Oh, no..hear that everyone? Obama signed with an autopen, golly gosh! I'm sure it's not any worse than Romney not showing his tax returns or Trump finding "divorce papers" You love to have everything your way but once someone else gets a turn it's "THIS IS COMMUNIST RUSSIA!" You really think you do any good to the society with that type of attitude?

I have no idea what I'm talking about? Hahahaha, that is funny. You are leaving out A LOT and just rampaging on Obama, while not looking at the tracks that you guys left in the midst of all the chaos several years back.

Hey but what do I know? You quoted a Creed song in an endorsement for Romney. LMAO.


----------



## GOON (Jan 23, 2010)

PunkSE316 said:


> *Neo conservatives are pro-bombing, pro-empire heavyweight intellectuals who have filled the vacuum on the Right, where most Americans have little interest in foreign policy. They dominate Republican foreign policy because they care about it, whereas most Americans don't. NATO expansion was an example; most Americans don't think about it and don't care. "Neo cons" do. Also they heavily influence the Democratic Party from whence they came. They are close to European Social Democrats, many of whom have also now favor pro-interventionist wars, since the collapse of communism.
> 
> "Neo conservatives" are mostly former leftists/liberals who converted to conservatism during the '70's and when Ronald Reagan became President. In domestic policy they tend to be moderate "welfare" Republicans. However, their major concern is foreign policy. They strongly favor US military interventions overseas and becoming the world’s policeman. They promoted the First Iraq War and are constantly the instigators for more confrontation with Iraq, Iran, the Sudan, and other Moslem states. They were among the chief instigators of the Kosovo War.*
> 
> ...


http://mysite.verizon.net/vze1tvxm/thepoliticalarena/What's A Neo-Conservative.htm

Go away.

Oh, and gotten to by Scott Stapp.


----------



## PunkSE316 (Jul 22, 2012)

Yes, a link redirecting you on to "Iconservative" where the definition was published, and put forth on the website. I gave you a definition on the meaning and now you want me to go away? Sounds like you aren't use to people standing up against your opinions.

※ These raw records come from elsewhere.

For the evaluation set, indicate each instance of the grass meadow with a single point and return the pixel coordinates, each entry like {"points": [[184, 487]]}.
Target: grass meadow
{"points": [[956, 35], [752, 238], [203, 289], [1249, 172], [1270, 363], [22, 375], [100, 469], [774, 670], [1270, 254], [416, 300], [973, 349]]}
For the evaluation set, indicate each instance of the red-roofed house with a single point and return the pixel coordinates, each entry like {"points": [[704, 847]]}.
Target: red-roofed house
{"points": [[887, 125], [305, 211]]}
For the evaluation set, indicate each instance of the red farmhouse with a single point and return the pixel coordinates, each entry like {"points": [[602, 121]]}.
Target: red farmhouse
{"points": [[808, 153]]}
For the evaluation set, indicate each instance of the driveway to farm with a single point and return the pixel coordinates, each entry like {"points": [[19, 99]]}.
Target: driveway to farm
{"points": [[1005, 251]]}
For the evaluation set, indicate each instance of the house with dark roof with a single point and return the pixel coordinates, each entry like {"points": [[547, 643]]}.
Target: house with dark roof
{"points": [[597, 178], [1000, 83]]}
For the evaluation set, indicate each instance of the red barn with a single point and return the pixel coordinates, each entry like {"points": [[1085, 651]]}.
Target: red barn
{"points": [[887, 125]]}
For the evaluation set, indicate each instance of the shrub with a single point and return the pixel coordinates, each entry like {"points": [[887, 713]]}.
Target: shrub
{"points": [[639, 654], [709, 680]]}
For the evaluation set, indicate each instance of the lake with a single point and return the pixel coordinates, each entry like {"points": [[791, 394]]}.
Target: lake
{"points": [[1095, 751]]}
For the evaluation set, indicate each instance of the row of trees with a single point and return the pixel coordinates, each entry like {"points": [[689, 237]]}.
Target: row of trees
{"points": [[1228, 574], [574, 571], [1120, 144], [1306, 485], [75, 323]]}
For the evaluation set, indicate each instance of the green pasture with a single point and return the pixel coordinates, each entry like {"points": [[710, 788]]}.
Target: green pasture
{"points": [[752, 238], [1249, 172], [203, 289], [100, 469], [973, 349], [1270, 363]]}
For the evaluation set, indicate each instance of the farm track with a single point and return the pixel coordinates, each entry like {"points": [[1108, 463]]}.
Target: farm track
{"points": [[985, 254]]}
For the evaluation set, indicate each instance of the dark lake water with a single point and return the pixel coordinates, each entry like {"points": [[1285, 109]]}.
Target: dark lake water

Scott Stapp who is obviously in Creed..can't mention Creed without him..obviously. Enjoy Creed though, they are up there with Nickelback for sure.


----------



## CamillePunk (Feb 10, 2011)

Don't think it gets any more pro-bombing than Barack Obama. He bombs countries we aren't at war with. :lol Like, every couple of days, at that. If it didn't happen yesterday or today, it's goin' down tomorrow. The kids are terrified every day. They aren't American or Israeli though, so fuck 'em - Barack Obama. 

In any case, calling GOON a neo-con is way off the mark as he's non-interventionist. The complete opposite of being a hawkish neo-con.


----------



## GOON (Jan 23, 2010)

Congratulations, you can copy and paste a definition. I was expecting you to put some thought and not just copy and paste a definition but hey, you had no idea what the Patriot Act was so I guess my expectations were just to high.

But please, explain how I fit into that term.

Also, this article is intriguing. Recommended reading for all those who aren't wearing partisan glasses.


----------



## PunkSE316 (Jul 22, 2012)

GOON The Legend said:


> Congratulations, you can copy and paste a definition. I was expecting you to put some thought and not just copy and paste a definition but hey, you had no idea what the Patriot Act was so I guess my expectations were just to high.
> 
> But please, explain how I fit into that term.




I copied and pasted a definition....what is wrong with that? Nothing. I explained what the Patriot act was before, it's an act to combat terrorism in the USA.

Uh, you have said that Obama is "pure evil" If that isn't extreme right than I don't know what is, you have extreme right wing views for sure...you are helping out the Romney campaign ffs, it doesn't get any more obvious.


----------



## GOON (Jan 23, 2010)

You said twice that the Patriot Act had to do with the Middle East. Either you're a horrible typist, or you had no idea what the Patriot Act really was until I corrected you.


----------



## PunkSE316 (Jul 22, 2012)

GOON The Legend said:


> You said twice that the Patriot Act had to do with the Middle East. Either you're a horrible typist, or you had no idea what the Patriot Act really was until I corrected you.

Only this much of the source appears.